Plus dérangeante est l’obsession de Richard Eyre de meubler les préludes, pourtant très courts, avec de la danse et autres déplacements de décors. Ces scènes de danse sont au mieux plaisantes, au pire néfastes, comme le flamenco chez Lilas Pastia où les danseurs frappent du pied au point de couvrir « Les tringles des sistres tintaient ».
Clémentine Margaine (Carmen), Acte II © Marty Sohl/ Met Opera
Mettre en avant la violence et la crudité de l’intrigue de Carmen, c’est une chose. En faire étalage avec vulgarité jusqu’au grotesque, c’en est une autre. Le jeu est souvent outrancier et sans subtilité ; Carmen passe ainsi la moitié de la soirée les jupons relevés et à califourchon sur Don José. La gaucherie des scènes sensuelles finit par mettre le public aussi mal à l’aise que les chanteurs eux-mêmes.
On aurait souhaité à Omer Meir Wellber un meilleur début au Metropolitan Opera. Le futur chef principal de l’orchestre de la BBC laisse paraître un manque de préparation assez évident de l’œuvre. Sa direction fait penser à ces cahiers d’écoliers aux premières lignes soigneusement calligraphiées qui deviennent brouillons la première page tournée. De préludes magnifiques de brillance et de vivacité, on passe à des ensembles décousus et un orchestre trop souvent en décalage avec les solistes.
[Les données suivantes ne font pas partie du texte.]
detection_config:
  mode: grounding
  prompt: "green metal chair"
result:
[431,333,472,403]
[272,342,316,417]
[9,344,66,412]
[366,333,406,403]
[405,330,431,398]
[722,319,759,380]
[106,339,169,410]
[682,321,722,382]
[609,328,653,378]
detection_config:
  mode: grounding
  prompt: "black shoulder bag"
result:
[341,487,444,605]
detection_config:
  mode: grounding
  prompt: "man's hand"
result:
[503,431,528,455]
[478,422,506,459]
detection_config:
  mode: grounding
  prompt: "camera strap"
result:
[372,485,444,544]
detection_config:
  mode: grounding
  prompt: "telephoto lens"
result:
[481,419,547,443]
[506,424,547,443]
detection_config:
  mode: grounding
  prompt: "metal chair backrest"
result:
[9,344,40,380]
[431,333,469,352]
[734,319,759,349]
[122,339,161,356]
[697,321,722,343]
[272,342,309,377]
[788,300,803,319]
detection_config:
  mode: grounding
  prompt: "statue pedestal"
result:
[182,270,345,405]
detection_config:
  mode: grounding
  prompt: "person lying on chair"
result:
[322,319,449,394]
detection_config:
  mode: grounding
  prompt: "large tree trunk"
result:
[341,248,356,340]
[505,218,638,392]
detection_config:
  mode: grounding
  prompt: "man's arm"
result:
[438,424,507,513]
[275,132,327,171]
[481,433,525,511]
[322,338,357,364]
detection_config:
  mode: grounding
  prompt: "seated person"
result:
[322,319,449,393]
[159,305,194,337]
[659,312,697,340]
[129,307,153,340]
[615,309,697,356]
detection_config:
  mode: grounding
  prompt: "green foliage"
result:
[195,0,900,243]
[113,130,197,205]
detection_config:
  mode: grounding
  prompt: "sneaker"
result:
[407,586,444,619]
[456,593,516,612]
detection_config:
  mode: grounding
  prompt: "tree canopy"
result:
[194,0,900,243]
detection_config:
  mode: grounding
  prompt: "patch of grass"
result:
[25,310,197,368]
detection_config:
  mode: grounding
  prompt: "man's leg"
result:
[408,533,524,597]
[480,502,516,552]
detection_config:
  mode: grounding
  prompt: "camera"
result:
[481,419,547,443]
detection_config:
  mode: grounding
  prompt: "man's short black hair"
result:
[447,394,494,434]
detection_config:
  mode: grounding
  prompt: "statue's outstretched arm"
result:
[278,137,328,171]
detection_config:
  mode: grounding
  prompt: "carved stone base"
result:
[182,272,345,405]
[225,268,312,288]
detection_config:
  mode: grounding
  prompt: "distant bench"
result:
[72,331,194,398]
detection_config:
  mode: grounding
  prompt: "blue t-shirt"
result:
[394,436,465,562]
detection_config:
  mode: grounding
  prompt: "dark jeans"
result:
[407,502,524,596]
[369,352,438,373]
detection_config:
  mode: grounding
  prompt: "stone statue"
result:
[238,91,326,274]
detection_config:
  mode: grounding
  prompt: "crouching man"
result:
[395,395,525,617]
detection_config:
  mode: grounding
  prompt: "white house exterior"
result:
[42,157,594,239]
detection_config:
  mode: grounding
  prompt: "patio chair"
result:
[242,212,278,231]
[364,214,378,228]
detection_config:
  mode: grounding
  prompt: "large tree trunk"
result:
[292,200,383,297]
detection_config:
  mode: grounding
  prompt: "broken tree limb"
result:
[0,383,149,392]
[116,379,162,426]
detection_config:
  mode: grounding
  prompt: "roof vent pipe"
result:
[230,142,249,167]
La Carmen mutine de Clémentine Margaine lui a ouvert les portes des plus grandes maisons. On pouvait alors s’attendre à une interprétation maîtrisée de bout en bout de la part de celle qui chantera le rôle plus d’une vingtaine de fois cette saison. Pourtant, la Française semble ne jamais trouver d’équilibre au cours de la représentation. La ligne est hachée et oscille entre aigus éclatants et graves puissants sans jamais trouver de médium stable. A un timbre raide et sans séduction vient s’ajouter une prononciation hasardeuse, ce qui est bien dommage pour une Carmen francophone. Le Don José de Yonghoon Lee ne connaît que deux expressions : la stupeur et la colère. A ce titre, son interprétation relève plus d’un pastiche de Franco Corelli que d’une véritable appropriation du rôle. Le français est plus qu’approximatif et la ligne tendue et monochrome. Après un « Parle-moi de ma mère » inutilement forte, le ténor sud-coréen se rattrape avec un « La fleur que tu m’avais jetée » plus nuancé. Son absence d’alchimie avec Carmen ne tire pas cette première représentation vers le haut.
Les autres rôles sont plus heureusement distribués. Le charmant vibrato de la Micaëla de Guanqun Yu apporte un peu de fraîcheur au plateau vocal. Bien que superbement exécuté, son « Je dis que rien ne m’épouvante » pourrait encore gagner en puissance et en intériorité. Kyle Ketelsen incarne un Escamillo dandy, dont le timbre clair est compensé par une excellente diction et une interprétation convaincante. Les rôles secondaires permettent de rattraper cette représentation. Malgré une bonne projection, le Zuniga de Richard Bernstein ne correspond pas exactement aux exigences du rôle. La Frasquita de Sydney Mancasola et la Mercédès de Sarah Mesko sont des Bohémiennes piquantes qui brillent dans la scène des cartes. Adrian Timpau (Moralès), Javier Arrey (Le Dancaïre) et Scott Scully (Le Remendado) viennent solidement compléter la distribution. Le chœur du Met livre une magnifique prestation dès « La cloche a sonné » mais se perd au gré de la direction encore mal assurée d’Omer Meir Wellber.
Espérons que la venue début 2019 de Louis Langrée, Roberto Alagna et Aleksandra Kurzak relèvera le niveau de cette Carmen bien morne.